After making the 30+ hour trek all the way to the land down under, I was immediately greeted with warm weather and welcoming people. The first day I spent in Sydney I actually travelled about an hour north to Katoomba, where an iconic New South Wales mountains range, the Blue Mountains, is located. After trudging/slowly dying on a four-hour hike (nothing works off jet lag like hiking up and down 900 stairs, right?), my tour group and I headed off to Featherdale Wildlife Park where we spent the rest of the day playing with kangaroos and wallabies and petting koalas. Just your typical day in Australia. This was not the last time I would visit the Blue Mountains while living in Sydney, I also spent a weekend volunteering with the Wilderness Society during their 100K bushwalk. Being the young and able college kid that I am, I was of course assigned the 8pm-6am shift.

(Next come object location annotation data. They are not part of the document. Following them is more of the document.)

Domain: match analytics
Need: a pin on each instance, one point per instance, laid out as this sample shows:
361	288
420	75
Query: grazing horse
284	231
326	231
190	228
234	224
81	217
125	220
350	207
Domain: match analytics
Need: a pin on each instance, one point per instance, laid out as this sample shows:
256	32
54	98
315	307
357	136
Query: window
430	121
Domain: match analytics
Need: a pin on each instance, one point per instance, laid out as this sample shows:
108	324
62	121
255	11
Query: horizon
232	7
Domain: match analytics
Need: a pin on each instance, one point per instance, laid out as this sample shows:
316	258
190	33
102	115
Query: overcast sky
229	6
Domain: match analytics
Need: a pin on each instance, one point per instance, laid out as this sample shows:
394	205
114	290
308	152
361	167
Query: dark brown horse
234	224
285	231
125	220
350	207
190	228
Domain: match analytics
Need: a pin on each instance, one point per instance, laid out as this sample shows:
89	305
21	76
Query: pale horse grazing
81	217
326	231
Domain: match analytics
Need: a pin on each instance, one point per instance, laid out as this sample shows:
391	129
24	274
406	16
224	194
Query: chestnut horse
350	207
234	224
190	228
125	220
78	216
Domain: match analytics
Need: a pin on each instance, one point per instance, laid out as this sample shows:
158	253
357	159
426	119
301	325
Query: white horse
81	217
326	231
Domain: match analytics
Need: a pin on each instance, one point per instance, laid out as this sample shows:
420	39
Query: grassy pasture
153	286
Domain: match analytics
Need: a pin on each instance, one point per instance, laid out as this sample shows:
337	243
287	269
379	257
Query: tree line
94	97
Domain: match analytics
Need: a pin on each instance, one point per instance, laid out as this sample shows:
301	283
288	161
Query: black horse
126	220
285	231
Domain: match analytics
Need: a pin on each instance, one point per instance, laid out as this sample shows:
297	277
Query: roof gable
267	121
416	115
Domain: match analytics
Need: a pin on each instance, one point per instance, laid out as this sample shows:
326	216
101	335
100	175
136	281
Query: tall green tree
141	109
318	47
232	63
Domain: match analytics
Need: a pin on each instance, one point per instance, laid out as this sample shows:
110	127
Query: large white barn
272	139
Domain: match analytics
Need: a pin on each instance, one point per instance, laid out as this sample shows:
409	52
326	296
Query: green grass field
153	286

Even though I was convinced I had contracted hypothermia it was an amazing experience and I met some incredible people through the organization that are interested in the same things that I am. I HIGHLY recommend getting involved with at least one organization while studying abroad. It helps you to spend some of your time giving back to the community that you are now calling home as well as meeting very inspirational people that you will start to think of as friends.
Living in a city like Sydney was personally a very easy adjustment because it is a major city in an English speaking country. At many times I felt like I was living in an older, cleaner version of New York City, until you randomly went by the Opera House. Even though Australians do speak the same language, there are still many words and phrases that you have to get used to. I have now come home calling a jacket a “jumper” and candies are now “lollies” and so on. It’s kind of funny, you get made fun of, in a joking way, for saying different words and pronouncing things differently (its not falafel its really faaaalafal according to the Aussies) when you are in Australia but when you come back you, and everyone you talk to, notice that being over there for just 5 months has changed the way you say sentences.
Sydney has lots of clubs and bars to go to at night, as well as many museums and art galleries to go to during the day. The Taronga Zoo and the Sydney Aquarium are both located near the heart of Sydney where you can see many different animal species with the Opera House or the Harbour Bridge in the background. Weather in Sydney is also perfect. If you are going there around February for spring semester as I did, you will be arriving towards the end of their summer. There is nothing better than getting on the plane in America with jeans and a sweatshirt on and arriving in Australia immediately needing to change into shorts and a tank top. The warm weather is a perfect excuse to hit up all of the incredible beaches that Sydney has to offer. You can jump on a bus, train, or ferry and go to any of the iconic beaches around the city. There is also a very famous walk that goes from Coogee beach, through Bronte beach, and ends up at the infamous Bondi beach. While the walk takes about 5 hours, the views are completely worth it. I could go on forever about what to do in Sydney, but part of the fun is figuring out what to do while you are there! Being such a big and diverse city, there is literally something for everyone depending on your interests. So just grab your “sunnies” and head out exploring the fantastic city, mate!